The Jamaican High Commission will host its second literary afternoon at the Waterlow Park in Camden, London, on Saturday, May 30.
The four featured writers are all UK-based and of Jamaican heritage. This will be Deanne Heron’s second appearance at the event, reading entertaining excerpts from ‘Pardner Money Stories’.
Born in Jamaica, Ms. Heron came to live in England in 1967, and trained as a counsellor and foster carer. Her fictional stories are written in Standard English with Jamaican patois dialogue and take a whimsical look at the interactions of four generations of the extended Jamaican family in Britain.
One of the newcomers will be Jamaican-born Necola Hall, who served in the British army for more than nine years, and is a veteran of the Second Gulf War. The recollections of her experiences in the military and of her tour of duty in war-torn Iraq make for an inspiring read. ‘I Was a Soldier’ is the story of one woman’s life-changing journey from poverty in Jamaica to triumph over illness, and to the service of Queen and country.
Another writer, Norma Gregory, was born in Nottingham in 1969, the daughter of hardworking Jamaicans who moved to Nottingham in the early 1960s. She has written ‘Jamaicans in Nottingham’, a unique collection of personal and reflective interviews and articles that present narratives of life in Nottingham, from individuals of Jamaican heritage who have contributed to the spirit and life of the city and its surrounding areas, from the 1940s to the present.
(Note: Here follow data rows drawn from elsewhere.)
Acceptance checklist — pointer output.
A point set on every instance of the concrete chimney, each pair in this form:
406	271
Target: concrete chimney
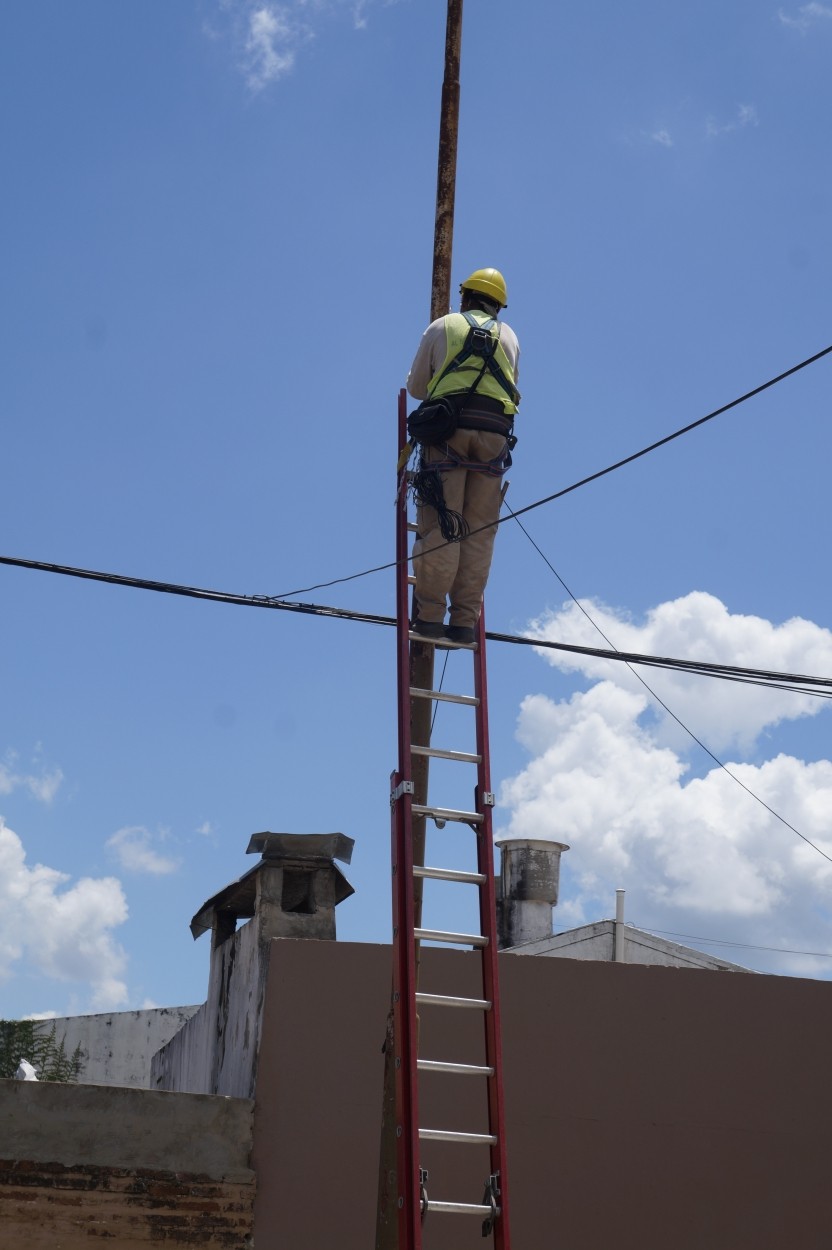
530	870
292	891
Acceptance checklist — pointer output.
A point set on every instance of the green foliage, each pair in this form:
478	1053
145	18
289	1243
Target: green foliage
24	1039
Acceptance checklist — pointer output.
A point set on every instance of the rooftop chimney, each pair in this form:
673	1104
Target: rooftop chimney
530	870
292	891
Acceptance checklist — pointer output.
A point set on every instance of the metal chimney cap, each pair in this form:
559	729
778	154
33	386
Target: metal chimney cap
301	846
532	844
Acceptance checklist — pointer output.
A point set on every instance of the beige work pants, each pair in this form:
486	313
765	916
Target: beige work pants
459	570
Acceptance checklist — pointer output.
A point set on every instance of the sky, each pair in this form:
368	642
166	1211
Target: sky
217	223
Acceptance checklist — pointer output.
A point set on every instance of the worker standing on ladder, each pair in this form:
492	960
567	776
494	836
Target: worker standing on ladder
466	368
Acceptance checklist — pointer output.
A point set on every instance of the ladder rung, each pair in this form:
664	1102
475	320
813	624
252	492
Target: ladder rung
439	753
466	818
440	1065
466	1139
454	939
450	874
459	1208
444	643
440	696
445	1000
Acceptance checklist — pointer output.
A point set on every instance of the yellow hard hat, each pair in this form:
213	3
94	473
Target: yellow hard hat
487	281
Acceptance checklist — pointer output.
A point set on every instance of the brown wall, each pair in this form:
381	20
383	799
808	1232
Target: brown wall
661	1109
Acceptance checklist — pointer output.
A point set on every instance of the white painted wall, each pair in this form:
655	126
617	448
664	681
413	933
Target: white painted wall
116	1048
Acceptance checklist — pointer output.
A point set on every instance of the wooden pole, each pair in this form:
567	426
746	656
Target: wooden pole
421	655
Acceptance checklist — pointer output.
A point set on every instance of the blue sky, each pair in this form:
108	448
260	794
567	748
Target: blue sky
217	224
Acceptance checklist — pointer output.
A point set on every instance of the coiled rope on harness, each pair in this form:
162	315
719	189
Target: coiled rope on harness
427	489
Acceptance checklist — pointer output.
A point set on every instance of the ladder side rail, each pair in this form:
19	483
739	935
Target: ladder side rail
405	1023
489	925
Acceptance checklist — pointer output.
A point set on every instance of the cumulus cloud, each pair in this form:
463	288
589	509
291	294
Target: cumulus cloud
698	626
269	49
693	853
58	929
41	785
134	849
807	15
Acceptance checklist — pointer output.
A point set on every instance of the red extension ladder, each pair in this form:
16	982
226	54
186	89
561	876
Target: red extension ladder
409	996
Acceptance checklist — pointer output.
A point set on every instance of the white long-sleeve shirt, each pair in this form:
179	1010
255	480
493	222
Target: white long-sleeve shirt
432	351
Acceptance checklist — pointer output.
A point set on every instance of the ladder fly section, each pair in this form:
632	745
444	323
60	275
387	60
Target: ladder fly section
415	1196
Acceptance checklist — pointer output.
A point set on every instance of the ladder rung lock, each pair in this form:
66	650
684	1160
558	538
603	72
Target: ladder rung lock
447	1000
454	939
466	818
466	1139
459	1209
440	1065
439	753
440	696
450	874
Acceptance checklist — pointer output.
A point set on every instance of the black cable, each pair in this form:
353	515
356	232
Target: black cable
745	945
662	704
800	684
584	481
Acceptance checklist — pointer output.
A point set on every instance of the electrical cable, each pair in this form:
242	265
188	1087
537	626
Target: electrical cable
662	704
791	681
745	945
585	481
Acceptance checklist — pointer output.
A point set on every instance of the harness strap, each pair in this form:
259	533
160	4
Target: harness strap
485	353
500	464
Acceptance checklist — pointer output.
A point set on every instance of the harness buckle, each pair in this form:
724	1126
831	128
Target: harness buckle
481	343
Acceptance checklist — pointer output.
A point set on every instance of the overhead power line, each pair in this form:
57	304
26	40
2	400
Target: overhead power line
793	683
670	711
743	945
584	481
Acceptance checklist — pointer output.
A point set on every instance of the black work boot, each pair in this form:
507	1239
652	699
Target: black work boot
464	634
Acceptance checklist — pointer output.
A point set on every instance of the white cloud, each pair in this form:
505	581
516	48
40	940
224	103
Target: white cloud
60	930
698	626
746	115
695	854
266	36
807	15
41	785
134	850
269	50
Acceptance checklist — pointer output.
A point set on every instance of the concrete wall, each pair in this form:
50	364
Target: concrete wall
648	1108
216	1051
84	1165
597	941
116	1048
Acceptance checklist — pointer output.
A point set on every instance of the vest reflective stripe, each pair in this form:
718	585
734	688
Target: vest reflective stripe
462	379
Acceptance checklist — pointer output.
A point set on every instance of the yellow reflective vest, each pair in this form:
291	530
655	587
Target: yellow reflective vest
457	376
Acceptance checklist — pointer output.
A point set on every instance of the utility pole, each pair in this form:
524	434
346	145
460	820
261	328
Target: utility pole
421	654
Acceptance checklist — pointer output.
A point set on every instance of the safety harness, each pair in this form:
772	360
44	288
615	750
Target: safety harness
426	483
480	341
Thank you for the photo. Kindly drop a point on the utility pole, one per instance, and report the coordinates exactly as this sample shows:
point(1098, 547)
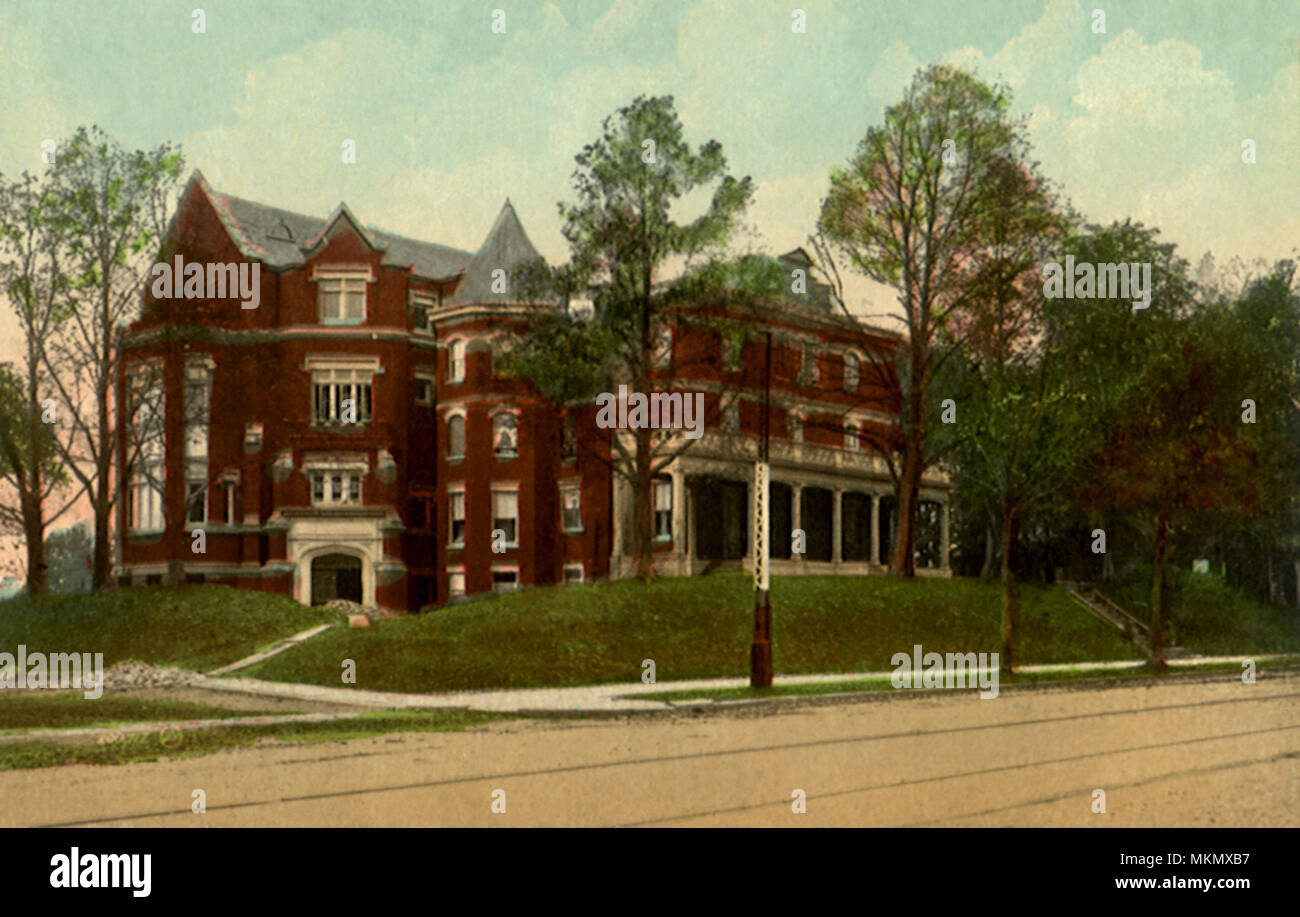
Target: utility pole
point(761, 651)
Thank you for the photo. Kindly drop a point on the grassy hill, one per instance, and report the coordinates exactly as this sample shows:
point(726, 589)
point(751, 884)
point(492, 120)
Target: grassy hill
point(195, 627)
point(1209, 617)
point(692, 627)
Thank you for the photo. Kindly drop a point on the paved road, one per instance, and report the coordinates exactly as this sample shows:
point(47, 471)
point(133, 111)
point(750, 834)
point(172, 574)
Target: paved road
point(1187, 752)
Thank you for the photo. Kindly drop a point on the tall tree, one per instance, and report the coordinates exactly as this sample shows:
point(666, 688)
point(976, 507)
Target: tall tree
point(623, 233)
point(911, 210)
point(115, 204)
point(31, 281)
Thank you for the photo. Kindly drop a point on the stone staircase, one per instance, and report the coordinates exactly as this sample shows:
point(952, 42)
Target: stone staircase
point(1105, 608)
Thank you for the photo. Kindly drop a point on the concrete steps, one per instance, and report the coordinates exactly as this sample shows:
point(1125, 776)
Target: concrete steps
point(1105, 608)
The other writer in Dave Neita, who is the author of ‘The Ultimate Love Collection of Love Poems PURE’, the sizzling spoken word album. He has also written the book ‘Manuscript of a Scripture Man’. Mr. Neita also runs a project that employs poetry as a vehicle for expression for users and carers within mental health services.
The event will also feature an ‘Open Mike’ section for budding writers, poets and singers to showcase their talent.
High Commissioner, Her Excellency Aloun Ndombet-Assamba, said the event is organised to showcase the rich diversity of the Jamaican culture.
“Everyone knows that Jamaicans can sing, everyone knows that we are good runners and athletes, but this event is to show and remind people that Jamaica also has a rich tradition in literature and the spoken word,” she said.
The literary event is described as a mini-Calabash, in reference to the international literary festival that is held biennially in St Elizabeth.
The event is sponsored by NBC Distribution Ltd, Hansib Publications, Sackville Travel, and the Jamaica Tourist Board.